We saw something similar happen with Palmerston North’s entry in Wikipedia (see P.N’s Wikipedia entry censored), now it’s alleged a DOC employee has edited Wikipedia to remove links to anti 1080 groups. See the actual 23 July Wikipedia edits here: ‘article edit’ and ‘link removed’. There was also a much older edit made from the same IP address on 6 Jan 2009 when a link to the’ Stop 1080 Poison Group’ was removed.
“Department of Conservation (DOC) is working to track down a staff member who deleted anti-1080 information from a Wikipedia page while at work.
The staffer deleted a reference to films against the poison on Friday from the online encyclopaedia’s “1080 usage in New Zealand” page, The Press reported.
A link to the Stop 1080 Poison lobby group was also removed.
The amendments were traced to DOC through its internet protocol address.
DOC spokesman Rory Newsam told NZPA that IT staff were working to track down where on the department’s 1800-computer network the deletion was made, before steps were taken to find out which staff member was involved.
It was hoped the computer used would be identified within the next 48 hours.
The action was a breach of DOC’s internet-use policy, Mr Newsam said.
He was unable to say what sort of action would be taken against the employee.
The removed sentences read: “Steve and Clyde Graf have produced two DVDs about the effects of 1080 on New Zealand wildlife.
“The first, A Shadow of Doubt, released in 2006 and rated Adults Only (AO), is a 90-minute feature film. The second film, Paradise Poisoned, was released in July 2009.”
Christchurch man Alan Liefting, who set up the “1080 usage in New Zealand” page last September, resurrected the information within 30 minutes.
He told The Press debate was being “stifled” by “bad-faith editing” by public servants wasting their time.
“It’s not up to DOC employees to do this sort of thing.”
Indeed.
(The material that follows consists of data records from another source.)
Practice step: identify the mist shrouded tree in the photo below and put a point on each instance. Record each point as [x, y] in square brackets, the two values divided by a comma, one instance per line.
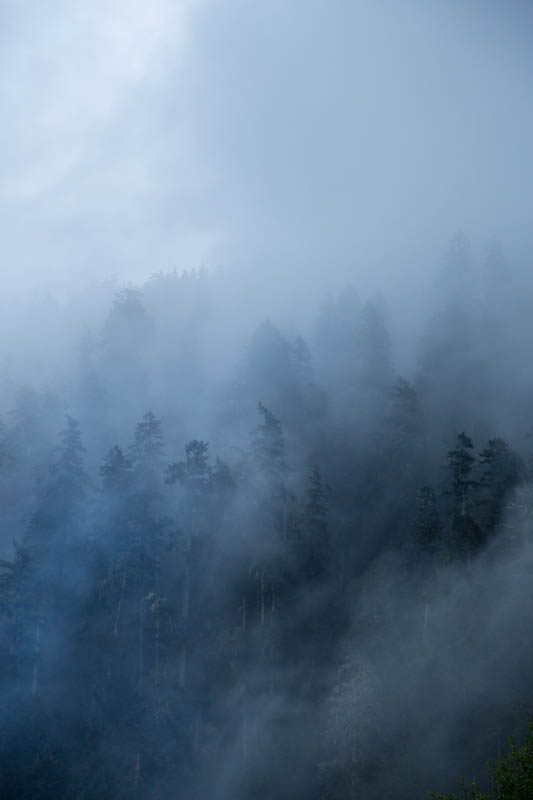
[466, 537]
[299, 608]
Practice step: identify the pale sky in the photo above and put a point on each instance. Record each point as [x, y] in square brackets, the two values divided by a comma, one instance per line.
[289, 135]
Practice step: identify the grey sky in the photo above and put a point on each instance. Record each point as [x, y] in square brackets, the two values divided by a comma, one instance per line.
[344, 135]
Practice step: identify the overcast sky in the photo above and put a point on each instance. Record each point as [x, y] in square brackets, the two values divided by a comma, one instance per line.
[348, 136]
Surely they’ve got far more important things to do with their tax payer funded time than to make so many edits to Wikipedia.
We looked at the entry today and note that a link has been restored at the bottom of the page but the sentences are still missing. The information displayed at present is as follows. Additions made to the page since 10 Feb 2009 (last time this blog copied the information) are highlighted in red
“The use of 1080 in New Zealand as a pesticide is a contentious issue, with the majority of the debate occurring between conservationists and hunters. Concerns are also raised about security of potable water supplies in areas where 1080 is applied.
Worldwide, New Zealand is the largest user of 1080 (sodium fluoroacetate). 1080 is a commonly used pesticide since it is very effective on mammals. New Zealand has no native land mammals apart from two species of bat and there are many introduced mammal pests that require control. The first trials were carried out in New Zealand in 1954, and by 1957 its use had become widespread. 1080 baits are used through ground based and aerial application to control possums (an animal pest introduced from Australia) and other introduced mammalian pests.
New Zealand’s unique fauna and flora are endangered by the rapid spread of possums, stoats and rats. Also, the possum is a vector for tuberculosis so possum numbers are controlled to prevent its spread amongst cattle and deer herds. As the possum is from the eastern states of Australia and is a mainly arboreal forager, it has never developed a resistance to sodium fluoroacetate. A positive side effect of aerial poisoning is a temporary drop in rat numbers which, however, recover due to the niche created by low possum numbers.
While the Department of Conservation and the Animal Health Board  favour the effectiveness of aerial 1080 application, critics of the application of 1080 claim: “agencies increasingly use large scale aerial applications to cut costs”. Opposition from hunting groups and threats by other opponents have made local agencies responsible for the use of the poison hire guards to protect their staff. Forest and Bird, the largest conservation organisation in New Zealand, advocate the use of 1080 for controlling all mammalian pests.
The Environmental Risk Management Authority in August 2007 released its latest review of 1080 use. The review gives new guidelines for the use of the pesticide in New Zealand and concludes that the beneficial effects of pest eradication outweigh the risks. 1080 quickly decomposes in soil and water into harmless compounds, resulting in low persistence in the environment.”